A ex-deputada federal Flávia Arruda (PL-DF) e ex-ministra-chefe da Secretaria de Governo em 2021 – Foto: Luis Macedo/Câmara dos Deputados
Dois ex-integrantes do alto escalão do Instituto Nacional do Seguro Social (INSS) avançaram em negociações de delação premiada no âmbito das investigações sobre descontos ilegais em aposentadorias. Segundo apuração divulgada pela coluna da jornalista Andreza Matais, os ex-dirigentes teriam citado o empresário Fábio Luís Lula da Silva, conhecido como Lulinha, além de políticos ligados ao Centrão.
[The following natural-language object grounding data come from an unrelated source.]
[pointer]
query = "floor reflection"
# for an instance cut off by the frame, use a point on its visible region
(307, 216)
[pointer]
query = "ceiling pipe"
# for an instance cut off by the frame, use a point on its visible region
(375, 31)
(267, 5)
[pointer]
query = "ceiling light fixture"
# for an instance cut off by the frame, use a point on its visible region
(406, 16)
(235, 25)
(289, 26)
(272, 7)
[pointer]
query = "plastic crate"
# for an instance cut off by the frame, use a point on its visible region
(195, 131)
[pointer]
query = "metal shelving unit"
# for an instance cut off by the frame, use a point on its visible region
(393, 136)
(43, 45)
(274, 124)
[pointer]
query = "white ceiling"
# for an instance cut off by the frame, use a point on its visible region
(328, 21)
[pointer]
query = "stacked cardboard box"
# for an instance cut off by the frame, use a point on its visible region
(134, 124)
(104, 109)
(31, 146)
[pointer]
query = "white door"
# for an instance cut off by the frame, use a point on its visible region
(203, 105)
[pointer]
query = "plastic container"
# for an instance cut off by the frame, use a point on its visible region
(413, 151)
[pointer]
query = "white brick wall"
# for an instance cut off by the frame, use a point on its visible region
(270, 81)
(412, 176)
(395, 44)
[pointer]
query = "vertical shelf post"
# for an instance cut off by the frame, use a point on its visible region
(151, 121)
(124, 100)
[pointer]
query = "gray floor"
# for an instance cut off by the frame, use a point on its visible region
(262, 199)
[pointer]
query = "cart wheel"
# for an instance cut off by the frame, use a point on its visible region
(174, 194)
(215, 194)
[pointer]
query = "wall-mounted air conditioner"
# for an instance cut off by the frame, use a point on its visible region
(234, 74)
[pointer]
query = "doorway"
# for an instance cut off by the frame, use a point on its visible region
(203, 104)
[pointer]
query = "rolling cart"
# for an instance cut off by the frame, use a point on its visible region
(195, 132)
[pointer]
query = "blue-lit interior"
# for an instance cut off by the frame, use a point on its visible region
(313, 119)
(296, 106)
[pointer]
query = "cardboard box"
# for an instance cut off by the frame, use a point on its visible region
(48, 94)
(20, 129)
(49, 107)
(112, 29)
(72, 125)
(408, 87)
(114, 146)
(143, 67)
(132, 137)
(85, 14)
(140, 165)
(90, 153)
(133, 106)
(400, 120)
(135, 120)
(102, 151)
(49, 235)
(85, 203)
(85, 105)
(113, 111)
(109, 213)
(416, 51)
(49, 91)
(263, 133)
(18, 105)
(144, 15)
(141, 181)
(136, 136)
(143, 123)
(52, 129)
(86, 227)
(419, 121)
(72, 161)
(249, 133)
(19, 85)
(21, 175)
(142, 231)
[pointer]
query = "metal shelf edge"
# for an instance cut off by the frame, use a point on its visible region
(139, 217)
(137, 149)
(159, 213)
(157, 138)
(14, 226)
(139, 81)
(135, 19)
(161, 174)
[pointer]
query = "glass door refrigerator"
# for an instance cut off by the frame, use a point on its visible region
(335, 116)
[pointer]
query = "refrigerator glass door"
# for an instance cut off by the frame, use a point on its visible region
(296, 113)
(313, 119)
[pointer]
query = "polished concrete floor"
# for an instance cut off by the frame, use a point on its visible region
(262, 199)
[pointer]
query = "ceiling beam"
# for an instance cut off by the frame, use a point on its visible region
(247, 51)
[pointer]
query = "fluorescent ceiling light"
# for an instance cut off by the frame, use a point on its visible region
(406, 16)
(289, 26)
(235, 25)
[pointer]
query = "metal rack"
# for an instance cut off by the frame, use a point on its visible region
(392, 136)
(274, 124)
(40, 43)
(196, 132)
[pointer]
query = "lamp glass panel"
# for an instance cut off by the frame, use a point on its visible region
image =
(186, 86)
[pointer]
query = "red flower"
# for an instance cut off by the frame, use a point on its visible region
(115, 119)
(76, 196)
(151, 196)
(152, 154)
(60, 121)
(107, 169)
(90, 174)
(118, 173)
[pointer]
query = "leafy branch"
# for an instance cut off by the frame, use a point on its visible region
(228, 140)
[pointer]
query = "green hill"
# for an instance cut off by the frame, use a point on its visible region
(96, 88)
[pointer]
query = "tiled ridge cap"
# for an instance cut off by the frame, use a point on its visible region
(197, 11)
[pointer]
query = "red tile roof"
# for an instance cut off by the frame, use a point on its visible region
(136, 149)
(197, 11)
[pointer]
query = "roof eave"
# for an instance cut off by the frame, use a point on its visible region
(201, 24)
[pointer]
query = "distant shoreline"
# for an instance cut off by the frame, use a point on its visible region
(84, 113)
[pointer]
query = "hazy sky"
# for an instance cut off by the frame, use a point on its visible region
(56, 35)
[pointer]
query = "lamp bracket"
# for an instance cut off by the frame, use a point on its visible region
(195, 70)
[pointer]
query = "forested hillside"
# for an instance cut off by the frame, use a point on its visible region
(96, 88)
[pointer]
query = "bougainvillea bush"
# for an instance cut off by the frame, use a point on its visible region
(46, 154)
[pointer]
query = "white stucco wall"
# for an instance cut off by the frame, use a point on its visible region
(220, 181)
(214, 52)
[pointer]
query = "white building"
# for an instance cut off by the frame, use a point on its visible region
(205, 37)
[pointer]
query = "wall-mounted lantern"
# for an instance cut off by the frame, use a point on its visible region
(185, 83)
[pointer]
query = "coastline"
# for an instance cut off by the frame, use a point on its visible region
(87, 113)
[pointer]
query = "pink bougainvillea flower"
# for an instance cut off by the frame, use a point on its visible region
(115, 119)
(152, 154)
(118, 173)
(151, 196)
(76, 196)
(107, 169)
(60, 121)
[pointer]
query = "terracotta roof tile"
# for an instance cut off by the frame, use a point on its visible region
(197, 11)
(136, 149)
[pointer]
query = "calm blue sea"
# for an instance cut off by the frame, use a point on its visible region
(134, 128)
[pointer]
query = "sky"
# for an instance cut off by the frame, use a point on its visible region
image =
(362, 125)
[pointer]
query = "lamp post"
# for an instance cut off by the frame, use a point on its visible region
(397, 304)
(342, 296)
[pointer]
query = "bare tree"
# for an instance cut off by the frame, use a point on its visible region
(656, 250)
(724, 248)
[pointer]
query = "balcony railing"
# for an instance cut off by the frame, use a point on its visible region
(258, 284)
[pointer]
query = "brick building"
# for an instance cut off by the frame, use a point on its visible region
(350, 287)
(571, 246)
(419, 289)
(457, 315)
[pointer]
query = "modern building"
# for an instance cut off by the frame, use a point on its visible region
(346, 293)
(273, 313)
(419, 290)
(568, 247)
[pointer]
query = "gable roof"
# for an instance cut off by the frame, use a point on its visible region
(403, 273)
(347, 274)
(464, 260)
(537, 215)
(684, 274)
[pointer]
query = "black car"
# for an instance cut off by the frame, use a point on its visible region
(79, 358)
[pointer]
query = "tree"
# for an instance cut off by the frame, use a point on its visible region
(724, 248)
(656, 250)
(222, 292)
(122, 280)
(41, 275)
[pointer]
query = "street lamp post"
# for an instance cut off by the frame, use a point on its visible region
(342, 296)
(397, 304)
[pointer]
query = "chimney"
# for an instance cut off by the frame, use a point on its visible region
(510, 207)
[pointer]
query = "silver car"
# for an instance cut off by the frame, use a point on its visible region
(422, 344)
Os delatores são o ex-procurador do INSS, Virgílio Antônio Ribeiro de Oliveira Filho, e o ex-diretor de Benefícios André Fidelis. Ambos estão presos desde 13 de novembro, por decisão judicial no contexto da Operação Sem Desconto, conduzida pela Polícia Federal.
Entre os nomes mencionados estaria o da ex-ministra Flávia Arruda, que comandou a Secretaria de Relações Institucionais durante o governo Jair Bolsonaro. Segundo a publicação, é a primeira vez que o nome da parlamentar aparece vinculado ao caso.
Valores milionários sob investigação
De acordo com a Polícia Federal, Virgílio Filho teria recebido R$ 11,9 milhões de empresas ligadas a entidades responsáveis por descontos considerados irregulares em benefícios previdenciários. Parte dos valores — cerca de R$ 7,5 milhões — teria origem em empresas de Antônio Carlos Camilo Antunes, conhecido como “Careca do INSS”.
Os investigadores apontam que os recursos teriam sido direcionados a contas e empresas em nome da esposa do ex-procurador, a médica Thaisa Hoffmann Jonasson, que também foi presa.
Já André Fidelis é suspeito de ter recebido R$ 3,4 milhões entre 2023 e 2024 para viabilizar descontos automáticos nas folhas de pagamento de aposentados.
Expansão do esquema
Relatório citado pelo deputado Alfredo Gaspar(União-AL), relator da CPMI do INSS, indica que, durante a gestão de Fidelis, 14 entidades foram habilitadas por meio de Acordos de Cooperação Técnica, que teriam permitido descontos que somam R$ 1,6 bilhão.
As investigações também apuram evolução patrimonial considerada incompatível com os rendimentos declarados pelos envolvidos.
Defesas negam irregularidades
A defesa de Virgílio Oliveira Filho nega que haja delação formalizada até o momento. A reportagem informa que tenta contato com os advogados de André Fidelis. Os citados na investigação ainda não se manifestaram publicamente sobre as acusações.
O caso segue sob apuração e pode ter novos desdobramentos nas próximas semanas, a depender do avanço das negociações de colaboração premiada e da análise do Ministério Público.